Currently, nearly half of the $140 billion spent each year on research and development for medical products to make it to market is wasted on items that ultimately fail to work, she says. So she’s studying how tools, such as 3-D scanners and printers, can help design teams create prototypes that can help reduce the number of bum products made.
“I’m hoping that by working with a large, consumer-based company like Johnson & Johnson I’ll get more experience with the day-to-day design decisions that are made as products get launched to market, and ultimately create prototypes that are both effective and cost-efficient,” she says.
An award like this also creates more recognition for women at their universities and beyond, which can help shift the perception of who a scientist should be.
“For professional women and students alike, being able to visualize other women succeeding in STEM increases their confidence that they can also do this,” says winner Seemay Chou, an assistant professor of biochemistry and biophysics at the University of California San Francisco. “I remember the first time I met a younger female faculty member, and it hit me that maybe this was something I could do, too. And every additional woman in science I meet bolsters this confidence.”

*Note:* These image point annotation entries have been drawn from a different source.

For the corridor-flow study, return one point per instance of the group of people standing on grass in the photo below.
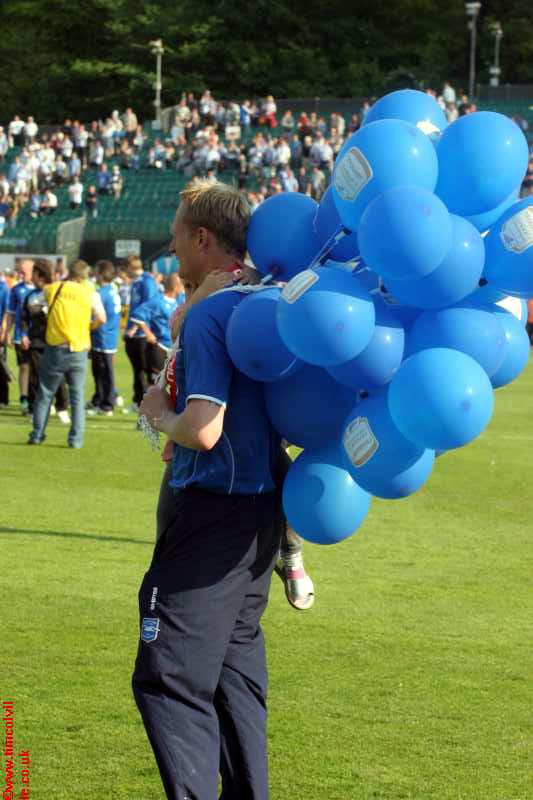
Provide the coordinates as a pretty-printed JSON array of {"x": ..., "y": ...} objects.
[{"x": 58, "y": 319}]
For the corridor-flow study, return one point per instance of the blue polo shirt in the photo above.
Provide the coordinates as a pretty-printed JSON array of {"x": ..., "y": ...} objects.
[
  {"x": 4, "y": 295},
  {"x": 105, "y": 338},
  {"x": 17, "y": 295},
  {"x": 142, "y": 289},
  {"x": 243, "y": 460},
  {"x": 156, "y": 313}
]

Chou, like many of the winners, serves as a mentor to students in both her classroom and her lab, which looks at how tick-borne diseases like Lyme, which 300,000 people are newly diagnosed with in the U.S. each year, are transmitted. She’s also studying why only certain ticks carry these disease-causing bacteria—a question scientists have yet to fully answer.
“The Scholars Award gives my new lab a boost in funding that will enable me to continue to support and mentor women in science in the Bay Area,” she says.
How raising up women can raise up healthcare
In addition to continuing its WiSTEM2D initiatives in the U.S., Johnson & Johnson hopes to broaden its reach to women and girls all over the globe.
“Now that the Scholars program will be in its second year, we’re looking to expand even further into other countries so every continent is touched,” Papathomas says.
Her WiSTEM2D team is also working with leading academic institutions in Japan, Brazil and Ireland to increase the number of women enrolling in programs and graduating with STEM2D degrees by hosting roundtables with STEM leaders, and linking colleges to local high schools to pass down a passion for science, among other initiatives.
“It’s like the rising tide that lifts all the boats,” Oyler says. “When you empower one woman, she can empower another and another. We’re ultimately hoping to create a healthier and more diverse workforce because that will not only benefit us as a company, but it can shape future science discoveries and therapies for years to come.”